İşte Salih Tuna'nın yazısından ilgili bölüm:

Yıllar yılı algı operasyonlarıyla işlemden geçirdikleri kitleyi ne verseler yiyecekleri kıvama getirdiler.
Kitle bu denli müsait olunca haliyle görenin ağzı sulanıyor.
Bunlardan biri (Ertuğrul Özkök'ün nerdeyse filozof katına çıkarttığı eski AKP'li taze muhalif) de tezgahını açmış.
Daha "yed-i emin"e "yedi yemin" diyecek kadar cahil; lakin masasının üzerinde anlattıklarıyla alakasız da olsa tuğla kadar Nietzsche var.

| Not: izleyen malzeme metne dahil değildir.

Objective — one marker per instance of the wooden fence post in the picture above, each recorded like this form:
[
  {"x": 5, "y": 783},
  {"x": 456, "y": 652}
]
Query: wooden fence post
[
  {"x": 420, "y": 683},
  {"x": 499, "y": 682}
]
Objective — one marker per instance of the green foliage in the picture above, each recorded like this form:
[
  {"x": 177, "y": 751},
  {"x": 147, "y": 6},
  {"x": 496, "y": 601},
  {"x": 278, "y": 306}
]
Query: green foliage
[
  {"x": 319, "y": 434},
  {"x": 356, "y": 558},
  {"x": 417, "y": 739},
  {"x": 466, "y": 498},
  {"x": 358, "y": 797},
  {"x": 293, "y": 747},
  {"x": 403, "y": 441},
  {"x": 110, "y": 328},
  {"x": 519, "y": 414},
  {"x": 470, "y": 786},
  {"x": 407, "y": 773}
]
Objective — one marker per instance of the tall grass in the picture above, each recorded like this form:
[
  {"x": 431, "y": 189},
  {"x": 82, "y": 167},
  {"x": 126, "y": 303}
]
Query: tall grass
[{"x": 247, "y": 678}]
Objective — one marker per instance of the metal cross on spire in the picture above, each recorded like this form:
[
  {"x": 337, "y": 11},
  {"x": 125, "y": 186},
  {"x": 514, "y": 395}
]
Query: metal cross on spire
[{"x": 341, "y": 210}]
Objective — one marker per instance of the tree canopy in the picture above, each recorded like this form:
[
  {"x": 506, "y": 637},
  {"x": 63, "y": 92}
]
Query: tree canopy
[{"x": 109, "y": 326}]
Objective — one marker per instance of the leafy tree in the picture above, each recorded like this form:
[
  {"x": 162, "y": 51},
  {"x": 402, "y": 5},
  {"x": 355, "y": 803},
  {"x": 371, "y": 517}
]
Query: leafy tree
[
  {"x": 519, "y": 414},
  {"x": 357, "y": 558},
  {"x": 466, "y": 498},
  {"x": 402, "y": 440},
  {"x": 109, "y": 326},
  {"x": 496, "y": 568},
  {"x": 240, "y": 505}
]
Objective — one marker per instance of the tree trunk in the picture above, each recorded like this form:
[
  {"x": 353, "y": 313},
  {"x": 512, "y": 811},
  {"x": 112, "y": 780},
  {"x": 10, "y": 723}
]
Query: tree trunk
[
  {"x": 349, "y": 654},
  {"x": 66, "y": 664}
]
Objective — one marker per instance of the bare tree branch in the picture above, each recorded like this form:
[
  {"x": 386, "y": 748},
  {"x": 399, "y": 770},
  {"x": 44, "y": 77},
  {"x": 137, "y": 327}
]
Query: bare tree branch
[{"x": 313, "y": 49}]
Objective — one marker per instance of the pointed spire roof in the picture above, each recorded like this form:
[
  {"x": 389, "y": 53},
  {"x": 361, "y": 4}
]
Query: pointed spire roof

Dedim ya kitle müsait. Çektiği video anında trend oluyor. Anlattıkları da "Türkiye'de herkes aç, herkes işsiz" lakırdılarından ibaret.
Eleman taze de olsa muhalif ama her şeyden evvel tacir. "Yandaş" dediklerinin alayını toplasan servetine ulaşamaz, o derece.
Ertuğrul Özkök'ün umarım mizah zevki "filozof" zevki gibi değildir.
Zira, dünkü köşesinde "Kafasını Kaybeden Adam" romanımdan bahisle mizahı sevdiğini söylüyor.
Ben de çok severim ama hiç faydasını görmedim.
Brecht'den uyarladığım bir oyunum nedeniyle 4 yılla yargılandım. Senaryosunu yazdığım yurt dışında ödül alan bir film yüzünden dönemin genelkurmayı "muhtıra" verdi nerdeyse. Dergi çıkarttım kapatıldı. Kitap yayımladım toplatıldı...
Hülasa, mizahın bedelini ödedim. Buna rağmen bırakamadım. Tiryakilik işte.
Ertuğrul Özkök, "Kafasını Kaybeden Adam"la ilgili görüşünü, "Bir gün iktidardakilerle ilgili böyle mizah kitapları da yazılmaya başlanırsa..." yazacağım demiş.
Elan mizah dergilerinde ne yapıldığını sanıyor?